1 of 1 people found the following review helpful:
It's braw tae be bonnie an' weel-likit, July 30, 2017
by juliaofbath (Edinburgh, Scotland)
Related reviews: braw, scots
My first encounter with 'Raik' was during its exhibition at the National Library of Scotland a few years back, where it was made openly available to the public in a historic setting in Edinburgh. Although I hesitate to display bias, in this rich and culturally relevant atmosphere 'Raik' was a solid five out of five for me. However, as I spend some time with it alone in my flat (which is normally how I encounter IF), my critical opinion wanes slightly, but my love of the story does not.

'Raik' switches as deftly between Scots and English as it does between its two contrasting/complementary plotlines, both of which are freely navigable by the reader. When reading the segments of the text in Scots, the main character navigates the challenges of modern living and a debilitating anxiety disorder, and when the text switches to English the narrative adopts a distinctly fantastical tone that would be at home among the work of Robert Jordan or Patrick Rothfuss. This constant movement between worlds and languages is pleasant, and creates a sort of meaningful dissonance. My advice to any readers unfamiliar with Scots would be to actually sound out each word aloud as you read.

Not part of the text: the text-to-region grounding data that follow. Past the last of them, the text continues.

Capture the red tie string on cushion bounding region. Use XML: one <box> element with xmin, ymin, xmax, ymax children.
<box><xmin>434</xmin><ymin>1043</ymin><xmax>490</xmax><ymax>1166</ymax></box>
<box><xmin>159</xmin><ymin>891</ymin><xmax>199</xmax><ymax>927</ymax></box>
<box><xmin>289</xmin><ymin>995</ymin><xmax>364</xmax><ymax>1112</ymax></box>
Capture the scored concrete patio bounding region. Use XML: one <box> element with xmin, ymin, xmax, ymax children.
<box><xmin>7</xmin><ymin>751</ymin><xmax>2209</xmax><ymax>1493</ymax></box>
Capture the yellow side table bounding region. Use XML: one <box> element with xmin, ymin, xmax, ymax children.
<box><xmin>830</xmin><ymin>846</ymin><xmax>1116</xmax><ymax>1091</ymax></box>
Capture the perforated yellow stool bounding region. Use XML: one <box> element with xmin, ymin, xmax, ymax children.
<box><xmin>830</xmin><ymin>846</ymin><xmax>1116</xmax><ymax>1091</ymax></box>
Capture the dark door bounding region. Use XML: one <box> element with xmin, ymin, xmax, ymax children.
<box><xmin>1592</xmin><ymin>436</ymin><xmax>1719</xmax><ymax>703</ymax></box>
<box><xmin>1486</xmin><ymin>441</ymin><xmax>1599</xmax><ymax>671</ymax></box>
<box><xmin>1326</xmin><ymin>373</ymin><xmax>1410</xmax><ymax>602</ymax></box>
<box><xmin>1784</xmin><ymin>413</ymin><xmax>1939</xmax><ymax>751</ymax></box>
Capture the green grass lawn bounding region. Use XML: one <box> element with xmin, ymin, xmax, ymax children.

Scots is a phonetic dialect that can be bewildering on a page or a screen, so vocalising the text helps.

My only real criticism of ‘Raik’ is that it isn’t as interactive as it could be, and it never really feels as though the reader is surrounded by infinite textual possibilities. Harry Giles uses twine and hypertext with some skill, but does nothing to push the genre and assert the interactivity of the plot. The story is very short, which is a downside for me as well.